A Critical Coming Out Party for Alarm’s Favorite Film-Reviewing Debutante

After a brief appearance over at his buddy Tony’s regular haunt, David Edelstein settles down in his glossy new digs and instantly makes the place recognizably his own. After nine plus years as the internet film world’s most consistently amusing and insightful jabberjaw at Slate, he’s back to ink and dead trees in the luscious New York Magazine.


His first review, which scours the muddled mediocrity of Albert Brooks’ new film Looking for Comedy in the Muslim World, is characteristically trim, witty and thoughtful. I haven’t seen the film (and it looks too only be playing out in hill country, er, Maryland, and, as a proud resident of the Commonwealth, there’s little chance of me hauling off to anti-Wal-Mart land for this film), but that hardly matters: Edelstein isn’t just a remarkably solid arbiter of the good, bad, and awesomely bad in Hollywood, he’s also a breezily brilliant wordsmith. A few scrumptious tidbits from his sparkling, glamorous New York debut:

Brooks is a pioneer in the cinema du squirm, an artist who tracks his romantic illusions—and neurotic delusions—so obsessively that he becomes his own White Whale.

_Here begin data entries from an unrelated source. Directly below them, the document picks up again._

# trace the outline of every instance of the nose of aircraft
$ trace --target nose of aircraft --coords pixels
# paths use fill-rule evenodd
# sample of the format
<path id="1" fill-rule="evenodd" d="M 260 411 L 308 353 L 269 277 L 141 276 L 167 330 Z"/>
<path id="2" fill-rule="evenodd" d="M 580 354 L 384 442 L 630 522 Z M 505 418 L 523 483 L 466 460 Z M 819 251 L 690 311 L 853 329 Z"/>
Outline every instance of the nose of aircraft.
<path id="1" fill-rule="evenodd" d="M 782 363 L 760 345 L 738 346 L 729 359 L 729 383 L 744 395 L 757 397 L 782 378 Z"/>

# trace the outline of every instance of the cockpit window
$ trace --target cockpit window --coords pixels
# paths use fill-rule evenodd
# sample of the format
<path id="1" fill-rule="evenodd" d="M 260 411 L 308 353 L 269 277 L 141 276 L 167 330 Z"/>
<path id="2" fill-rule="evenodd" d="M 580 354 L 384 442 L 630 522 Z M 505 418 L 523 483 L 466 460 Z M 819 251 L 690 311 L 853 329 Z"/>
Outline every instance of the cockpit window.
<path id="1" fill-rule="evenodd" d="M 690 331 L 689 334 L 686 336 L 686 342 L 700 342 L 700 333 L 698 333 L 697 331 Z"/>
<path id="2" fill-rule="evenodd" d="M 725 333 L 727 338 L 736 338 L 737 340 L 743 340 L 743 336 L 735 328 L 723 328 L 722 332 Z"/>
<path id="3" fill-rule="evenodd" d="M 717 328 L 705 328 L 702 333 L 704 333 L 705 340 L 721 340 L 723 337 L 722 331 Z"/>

These days, Brooks wants to humiliate himself before anyone else can, and he’s making a fetish of it, devoting so much energy to demonstrating what a loser and a fool he is that he sucks up all the oxygen onscreen.

The character of “Brooks” is clearly meant to represent the solipsistic Ugly American, but the way the writer-director handles the Indians (and a few Pakistanis, in the course of a furtive border crossing) gives no indication that he explored the culture himself.